APELAÇÃO. HOMOLOGAÇÃO DE ACORDO DE GUARDA, VISITAS E ALIMENTOS. GRATUIDADE DE JUSTIÇA. MENOR. HIPOSSUFICIÊNCIA PRESUMIDA. MENOR RESIDENTE NO EXTERIOR, SOB A GUARDA DO GENITOR. INCOMPETÊNCIA DA JUSTIÇA BRASILEIRA. 1. Trata-se de apelação interposta contra sentença que indeferiu a petição inicial e extinguiu o processo sem resolução do mérito, ante a incompetência da Justiça Brasileira para apreciar e homologar acordo extrajudicial de guarda, visitas e alimentos. 2. A concessão da gratuidade de justiça deve ter como parâmetro as condições econômico-financeiras da parte efetivamente interessada (autor ou réu da ação) e não de terceiros necessários ao preenchimento do requisito da capacidade processual - assistentes ou representantes processuais. Sendo a autora/apelante menor de idade, sem renda, presume-se a insuficiência de recursos. 3. O art. 7º da Lei de Introdução às normas do Direito Brasileiro dispõe que a lei do país em que domiciliada a pessoa determina as regras sobre o começo e o fim da personalidade, o nome, a capacidade e os direitos de família.  4. Nos termos do inciso I do art. 147 do Estatuto da Criança e do Adolescente (Lei 8.069/1990), a competência nas ações envolvendo interesses de menor será determinada pelo domicílio dos pais ou responsável. A Súmula 383 do STJ estabelece ainda que a competência para processar e julgar as ações conexas de interesse de menor é, em princípio, do foro do domicílio do detentor de sua guarda.  5. Considerando-se que a menor reside no exterior, sob a guarda fática do genitor, a Justiça Brasileira é incompetente para apreciar e homologar acordo de guarda, visitas e alimentos. 6. Recurso conhecido e desprovido. (TJ-DF 07310144820218070003 1419251, Relator: SANDOVAL OLIVEIRA, Data de Julgamento: 27/04/2022, 2ª Turma Cível, Data de Publicação: 10/05/2022)

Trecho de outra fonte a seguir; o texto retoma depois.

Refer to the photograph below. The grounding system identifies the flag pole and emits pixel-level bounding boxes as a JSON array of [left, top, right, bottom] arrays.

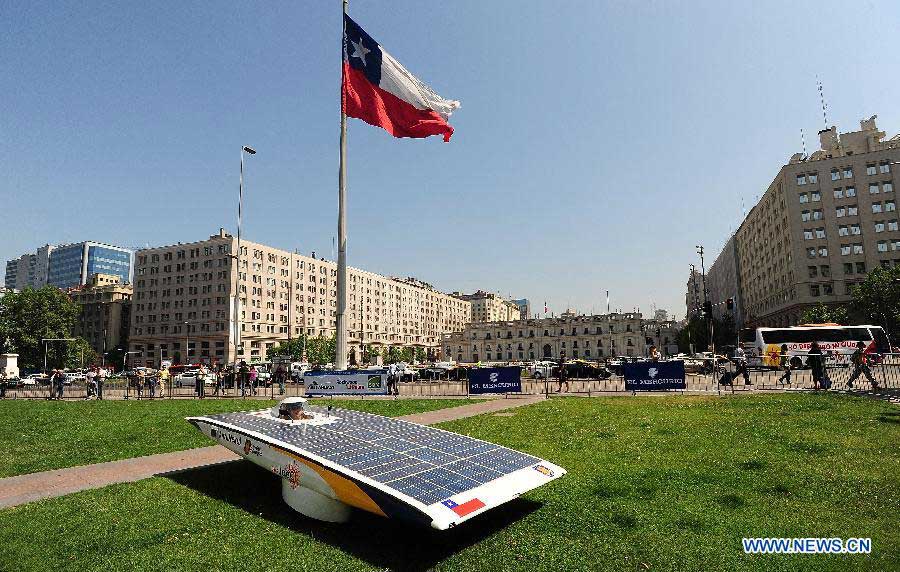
[[334, 0, 347, 370]]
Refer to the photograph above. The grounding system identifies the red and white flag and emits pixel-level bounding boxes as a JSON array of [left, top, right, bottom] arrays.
[[341, 14, 459, 141]]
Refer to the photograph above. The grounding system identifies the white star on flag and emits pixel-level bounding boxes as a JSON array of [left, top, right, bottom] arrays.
[[350, 38, 372, 65]]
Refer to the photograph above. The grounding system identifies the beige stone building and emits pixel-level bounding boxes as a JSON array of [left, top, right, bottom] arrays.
[[716, 117, 900, 327], [69, 274, 133, 356], [130, 229, 471, 365], [453, 290, 522, 322], [444, 313, 678, 363]]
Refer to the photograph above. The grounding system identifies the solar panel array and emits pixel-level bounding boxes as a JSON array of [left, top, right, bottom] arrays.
[[208, 406, 540, 505]]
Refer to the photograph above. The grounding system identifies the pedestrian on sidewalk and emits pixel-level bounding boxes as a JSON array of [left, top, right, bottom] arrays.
[[50, 369, 66, 399], [778, 344, 791, 385], [275, 363, 287, 395], [238, 360, 250, 397], [806, 342, 825, 390], [249, 365, 259, 395], [847, 342, 878, 389], [97, 367, 106, 399], [556, 353, 569, 393], [734, 346, 750, 385]]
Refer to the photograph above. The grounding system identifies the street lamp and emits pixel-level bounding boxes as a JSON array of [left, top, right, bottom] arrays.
[[236, 145, 256, 366]]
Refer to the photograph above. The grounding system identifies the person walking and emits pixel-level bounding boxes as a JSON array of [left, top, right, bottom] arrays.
[[847, 342, 878, 389], [556, 354, 569, 393], [84, 366, 97, 399], [806, 342, 825, 390], [778, 344, 791, 385], [96, 367, 106, 399], [51, 369, 66, 399], [248, 365, 259, 395], [238, 360, 250, 397], [734, 346, 750, 385], [275, 363, 287, 395]]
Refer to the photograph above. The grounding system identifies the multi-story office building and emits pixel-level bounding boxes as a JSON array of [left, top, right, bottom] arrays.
[[453, 290, 527, 322], [47, 241, 132, 288], [4, 244, 54, 290], [706, 235, 744, 329], [712, 116, 900, 327], [69, 274, 133, 355], [5, 241, 132, 290], [512, 298, 531, 320], [443, 313, 678, 363], [129, 229, 472, 365]]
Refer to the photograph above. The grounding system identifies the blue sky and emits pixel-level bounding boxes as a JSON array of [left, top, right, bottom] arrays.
[[0, 0, 900, 317]]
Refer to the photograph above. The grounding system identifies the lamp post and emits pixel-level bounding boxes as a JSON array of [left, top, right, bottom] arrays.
[[234, 145, 258, 367]]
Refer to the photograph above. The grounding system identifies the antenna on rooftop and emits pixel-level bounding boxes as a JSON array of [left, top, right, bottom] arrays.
[[816, 76, 828, 131]]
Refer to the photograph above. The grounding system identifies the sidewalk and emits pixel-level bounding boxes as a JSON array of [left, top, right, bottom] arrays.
[[0, 396, 543, 509]]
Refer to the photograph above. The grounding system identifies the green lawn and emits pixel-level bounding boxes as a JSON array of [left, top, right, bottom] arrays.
[[0, 394, 900, 572], [0, 399, 482, 477]]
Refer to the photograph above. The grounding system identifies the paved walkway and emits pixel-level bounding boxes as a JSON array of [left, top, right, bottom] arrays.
[[0, 396, 543, 508]]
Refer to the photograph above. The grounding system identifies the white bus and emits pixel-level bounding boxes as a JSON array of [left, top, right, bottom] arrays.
[[741, 324, 891, 369]]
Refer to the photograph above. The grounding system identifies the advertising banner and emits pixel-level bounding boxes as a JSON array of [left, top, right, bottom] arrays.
[[469, 366, 522, 395], [622, 361, 686, 391], [303, 369, 387, 395]]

Suprimento judicial de autorização para viagem – Menor que já retornou com a genitora ao país de origem (Estados Unidos da América) – Inexistência de interesse processual – Pedido de autorização de viagem internacional da menor que não pode ser genérico e indefinido – Noticiada concordância integral do apelante com o pedido da apelada que também culminaria com a perda de seu objeto – Demais questões relativas ao Direito de Família dos envolvidos que deverão ser dirimidas no juízo do domicílio da menor – Recurso provido em parte. (TJ-SP - AC: 10733592520218260100 SP 1073359-25.2021.8.26.0100, Relator: Luis Mario Galbetti, Data de Julgamento: 01/06/2022, 7ª Câmara de Direito Privado, Data de Publicação: 04/06/2022)

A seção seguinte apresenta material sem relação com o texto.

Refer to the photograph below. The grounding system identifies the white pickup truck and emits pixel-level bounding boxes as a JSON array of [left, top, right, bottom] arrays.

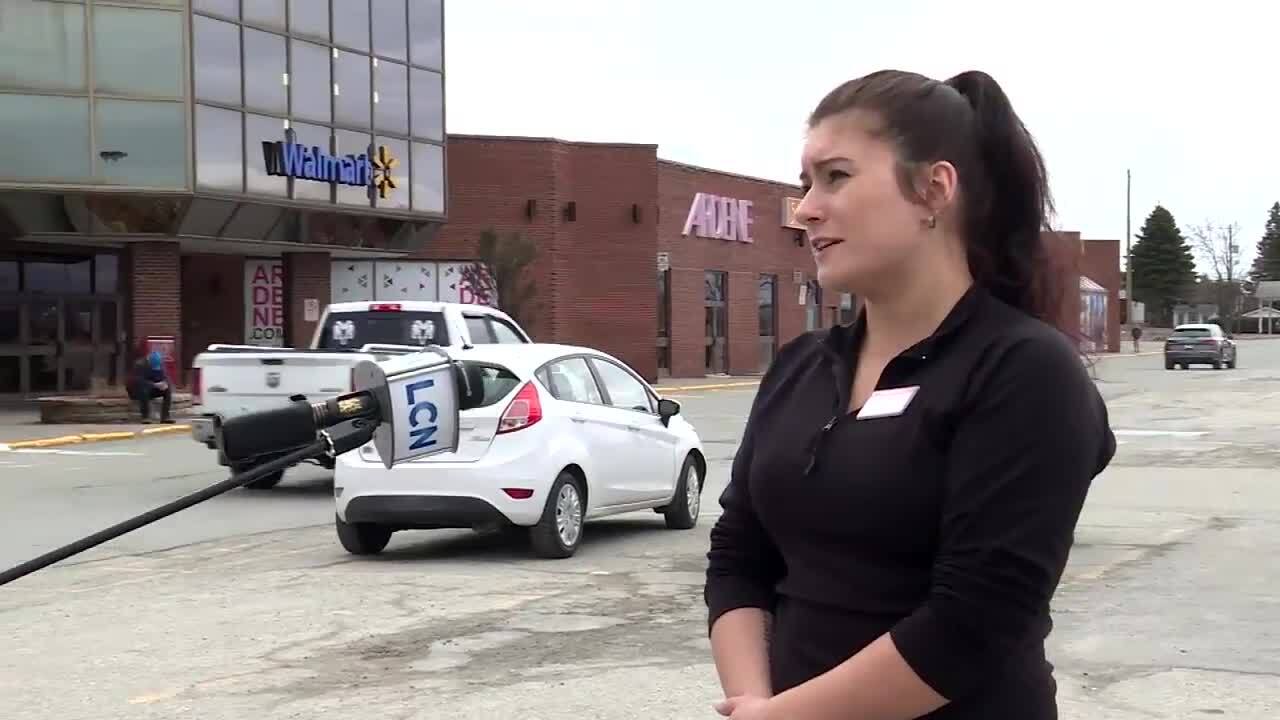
[[191, 301, 531, 489]]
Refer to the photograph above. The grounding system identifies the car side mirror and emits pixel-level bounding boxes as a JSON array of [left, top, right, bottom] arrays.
[[658, 397, 680, 425]]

Agravo de Instrumento – processual - questão atinente à guarda dos menores não é de competência da Justiça Brasileira, em atenção às expressas determinação da Lei de Introdução ao Código Civil, que é norma de direito internacional privado, ao contemplar, em seu art. 7º, que a competência será a da residência habitual da pessoa para a resolução de questões atinentes ao direito de família – aplicação do inciso I, do artigo 147 do Estatuto da Criança e do Adolescente, a competência deverá ser determinada pelo domicilio dos pais ou responsável, ou seja, define a competência territorial (ratione loci) – mantida a incompetência da Justiça Brasileira – Recurso não provido. (TJ-SP - AI: 22423988020198260000 SP 2242398-80.2019.8.26.0000, Relator: Moreira Viegas, Data de Julgamento: 28/11/2019, 5ª Câmara de Direito Privado, Data de Publicação: 28/11/2019)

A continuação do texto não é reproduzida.